His diet tends to place less emphasis on food choice and more on portion control. The smaller, the better.
“The dietitian told me to get 60 grams of protein every day,” he said. “And I drink four to six 8-ounce cups of water per day.”
He admits he’s still not great about eating vegetables—he’s working on that—but he enjoys lean meats to keep up his protein intake, including seafood, filets of beef and poultry.
To maintain his calorie count and his nutritional needs—with a focus on protein—he uses the My Fitness Pal app on his cell phone to track his daily intake.

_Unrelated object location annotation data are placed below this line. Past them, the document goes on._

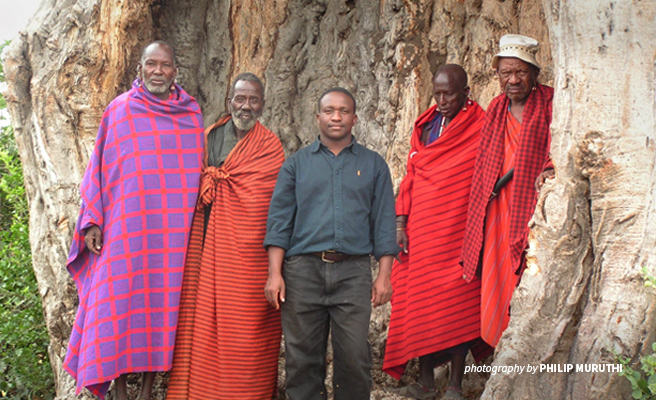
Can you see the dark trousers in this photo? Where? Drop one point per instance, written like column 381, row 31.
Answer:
column 322, row 296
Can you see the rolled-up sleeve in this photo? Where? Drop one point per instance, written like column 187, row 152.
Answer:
column 282, row 210
column 383, row 214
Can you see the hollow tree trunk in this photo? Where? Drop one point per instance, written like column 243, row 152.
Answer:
column 75, row 56
column 594, row 227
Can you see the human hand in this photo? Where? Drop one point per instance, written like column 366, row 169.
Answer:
column 402, row 239
column 274, row 290
column 546, row 174
column 93, row 239
column 381, row 290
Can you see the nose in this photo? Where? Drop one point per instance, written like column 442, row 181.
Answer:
column 514, row 79
column 336, row 116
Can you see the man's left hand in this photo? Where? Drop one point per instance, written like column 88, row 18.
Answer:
column 546, row 174
column 381, row 290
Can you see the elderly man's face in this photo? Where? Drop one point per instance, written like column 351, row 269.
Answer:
column 450, row 94
column 157, row 70
column 516, row 78
column 246, row 105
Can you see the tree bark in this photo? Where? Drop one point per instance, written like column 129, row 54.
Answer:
column 593, row 230
column 75, row 56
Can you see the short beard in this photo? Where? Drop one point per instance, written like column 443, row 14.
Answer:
column 158, row 89
column 244, row 126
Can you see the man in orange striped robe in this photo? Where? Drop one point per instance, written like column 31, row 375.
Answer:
column 435, row 313
column 228, row 336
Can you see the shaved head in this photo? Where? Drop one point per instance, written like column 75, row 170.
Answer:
column 456, row 74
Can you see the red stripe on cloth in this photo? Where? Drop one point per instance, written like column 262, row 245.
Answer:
column 498, row 274
column 532, row 157
column 228, row 335
column 433, row 308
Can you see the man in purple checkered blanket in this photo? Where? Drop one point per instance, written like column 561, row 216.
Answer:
column 127, row 256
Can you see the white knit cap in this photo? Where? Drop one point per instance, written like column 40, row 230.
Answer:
column 517, row 46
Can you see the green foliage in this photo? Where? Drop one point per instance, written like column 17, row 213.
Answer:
column 24, row 368
column 643, row 383
column 643, row 386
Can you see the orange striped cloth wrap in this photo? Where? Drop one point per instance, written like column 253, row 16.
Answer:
column 228, row 337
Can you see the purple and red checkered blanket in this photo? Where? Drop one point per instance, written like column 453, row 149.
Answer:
column 140, row 188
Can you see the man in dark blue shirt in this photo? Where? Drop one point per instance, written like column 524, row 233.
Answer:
column 332, row 207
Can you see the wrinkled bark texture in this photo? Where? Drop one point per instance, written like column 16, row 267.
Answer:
column 591, row 233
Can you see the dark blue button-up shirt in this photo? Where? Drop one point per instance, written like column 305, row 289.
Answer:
column 326, row 202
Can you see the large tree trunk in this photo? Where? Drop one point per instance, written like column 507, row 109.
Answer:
column 75, row 56
column 594, row 227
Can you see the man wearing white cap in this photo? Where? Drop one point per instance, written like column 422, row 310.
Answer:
column 512, row 161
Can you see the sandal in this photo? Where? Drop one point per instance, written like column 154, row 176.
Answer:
column 414, row 391
column 452, row 393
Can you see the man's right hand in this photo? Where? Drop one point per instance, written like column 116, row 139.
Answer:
column 274, row 290
column 93, row 239
column 402, row 239
column 401, row 234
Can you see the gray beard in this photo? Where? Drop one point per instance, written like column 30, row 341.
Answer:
column 244, row 125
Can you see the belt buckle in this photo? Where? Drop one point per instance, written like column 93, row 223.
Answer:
column 323, row 256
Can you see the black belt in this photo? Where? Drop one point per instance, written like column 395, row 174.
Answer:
column 332, row 257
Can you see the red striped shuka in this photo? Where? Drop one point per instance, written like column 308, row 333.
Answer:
column 497, row 230
column 228, row 338
column 433, row 308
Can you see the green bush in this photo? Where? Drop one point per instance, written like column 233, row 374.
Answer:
column 643, row 383
column 25, row 372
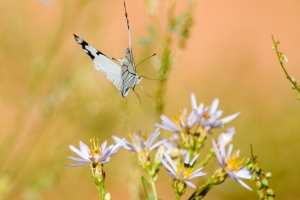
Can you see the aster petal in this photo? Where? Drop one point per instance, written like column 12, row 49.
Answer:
column 190, row 184
column 230, row 118
column 85, row 151
column 197, row 170
column 229, row 150
column 234, row 176
column 103, row 146
column 193, row 101
column 152, row 137
column 76, row 164
column 222, row 148
column 170, row 162
column 136, row 144
column 219, row 113
column 171, row 174
column 197, row 175
column 170, row 169
column 79, row 159
column 187, row 158
column 200, row 109
column 194, row 159
column 158, row 144
column 217, row 153
column 126, row 144
column 78, row 152
column 244, row 173
column 214, row 106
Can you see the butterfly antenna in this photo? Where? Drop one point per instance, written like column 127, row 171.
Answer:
column 152, row 79
column 128, row 29
column 146, row 59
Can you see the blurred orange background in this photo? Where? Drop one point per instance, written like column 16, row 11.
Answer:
column 52, row 97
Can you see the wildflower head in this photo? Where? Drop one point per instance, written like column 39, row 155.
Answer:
column 180, row 123
column 96, row 154
column 142, row 145
column 208, row 117
column 232, row 164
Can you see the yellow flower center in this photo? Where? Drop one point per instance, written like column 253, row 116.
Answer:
column 95, row 148
column 187, row 171
column 234, row 163
column 206, row 116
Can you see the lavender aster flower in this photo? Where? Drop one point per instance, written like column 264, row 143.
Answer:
column 231, row 164
column 227, row 136
column 94, row 155
column 172, row 148
column 142, row 145
column 181, row 123
column 185, row 172
column 208, row 117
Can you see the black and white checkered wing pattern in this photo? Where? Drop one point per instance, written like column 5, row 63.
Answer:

“My dietitian suggested that before surgery,” he said. “And I liked it so well that I kept using it after. Eventually, the weight didn’t come off as fast as in those first months, but I’m down to 270 pounds now. That’s a loss of 120 pounds in 13 months!”
His goal: 220 pounds.
When traveling for business, Root now often asks for the kids menu at restaurants.
He ignores the raised eyebrows.
At home, his wife, Elizabeth, who favors a vegetarian diet, cooks for him. She lovingly nudges him with an, “I told you so!”
“You should have done this a long time ago,” she says.
Root has taken up sports again, playing basketball, biking and swimming.
He no longer uses a continuous positive airway pressure machine for his sleep apnea, a condition that has since disappeared.
“You know, I’m also a tenor saxophone player,” he said. “A group of us gives performances around the state, maybe 40 or so per year. That’s easier now, too, including the marching in parades with the band.”
And yes, Root agrees with his wife.
“I’ll admit, I was a bit skeptical at first,” he said. “But now I would say I wish I had done this 15 or 20 years ago.”
It’s not cheating—it’s just another tool for weight loss, he said.
“It can be a huge adjustment for the body, but in the long run it’s easier than you think,” he said.